The applications in plant breeding itself are of high importance. The new gene-editing technologies allow to improve pest and disease resistance of crops and in particular to increase the potential of biological control (special issue of Pest Management Science on Natural Products in Pest Management: Innovative approaches for increasing their use, 2019). This not only increases crop yield and crop quality and reduces the ecological footprint of agriculture production but also allows to improve adaptation to climate change. Increasing the costs of gene-editing technologies by stringent regulations that are not justified by safety arguments but are a result of lobbying and political correctness endangers not only application of the technology in the European Union but the development of those technologies in the first place. A recent study by Martin-Laffon et al. (2019) indicates this to be the case for the CRISPR-Cas technology. Therefore, it is not surprising that a number of initiatives by industry groups (e.g. EuropaBio), scientists (letter to the European Commission) and students (Citizen initiative) have started to urge the European Commission to revise the approval process for new plant breeding technologies as it is seen as no longer being fit for purpose.

2 Food Products Derived from Cell Cultures and Alternative Proteins

Another important trend is the production of food products from cell cultures. This includes meat and fish. Companies like Finless Food (the United States), Memphis Meat (the United States) or Mosa Meat (the Netherlands) are examples of food companies investing in these technologies. While the products address a number of consumer concerns such as animal welfare (raising of animals), conservation of biodiversity (fish) and environmental impacts of animal production, the products still seem to be far away from reaching the market. Nevertheless, the impact can be expected to be huge.

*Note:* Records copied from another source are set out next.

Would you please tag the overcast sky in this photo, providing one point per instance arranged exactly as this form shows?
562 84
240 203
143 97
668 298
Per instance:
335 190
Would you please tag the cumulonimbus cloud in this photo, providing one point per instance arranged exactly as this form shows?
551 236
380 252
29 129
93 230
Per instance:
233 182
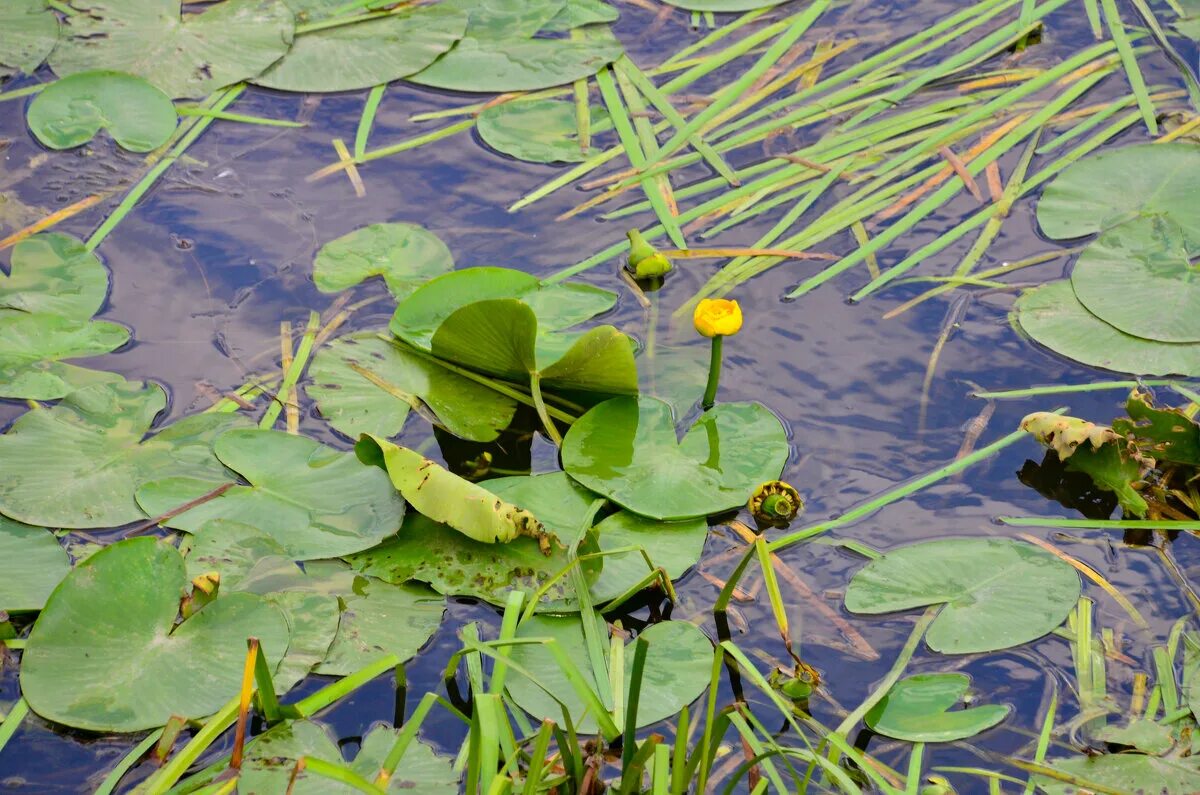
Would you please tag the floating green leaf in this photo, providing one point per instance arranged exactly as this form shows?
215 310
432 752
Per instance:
627 449
1054 317
1139 279
1125 773
106 655
363 54
67 113
30 363
316 501
405 255
54 274
1119 185
31 563
186 57
443 496
378 617
917 709
538 131
364 383
557 306
502 338
995 592
678 665
455 565
271 757
78 464
30 30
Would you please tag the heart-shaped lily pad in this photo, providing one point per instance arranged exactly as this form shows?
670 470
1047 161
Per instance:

Other technologies have already reached the market. This includes burgers based on protein from insects or plants. Companies like Redefine Meat (Israel), Bug Foundation (Germany), Beyond Meat and Impossible Food (both the United States) or Protix (The Netherlands) are start-ups that have entered the market. One among other hurdles for the companies entering the European food market is the novel food regulation. The Bug Foundation, for example, launched their insect burger in Belgium and the Netherlands but faced delays in Germany (see company website).

3 Urban Farming

The new developments in food production mentioned require much less land and have the advantage of establishing production facilities close to the consumer in urban areas. Food production moves closer to urban areas. The trend towards urban farming is further supported by technological changes in vegetable production. More efficient LED lightning allows to produce vegetables in containers year round in closed systems. Improvements in salt-water quality allow to produce high-quality shrimps the year round in closed systems. Similar solutions are under developments for other aquaculture products.

Overall, some of the urban food production systems such as plant protein-based meat substitutes are already on the market; others will still need some time. Nevertheless, these developments have the potential to revolutionize food production. They are considered to be environmental friendly, result in less greenhouse gas emissions, and are animal welfare friendly.

The move of food production towards urban areas will be a challenge for rural areas. Alternatives to food production will be needed generating value added in rural areas. This stresses the importance for further developing the circular bioeconomy to provide jobs and economic growth for rural areas to avoid an increase in the urban-rural welfare bias.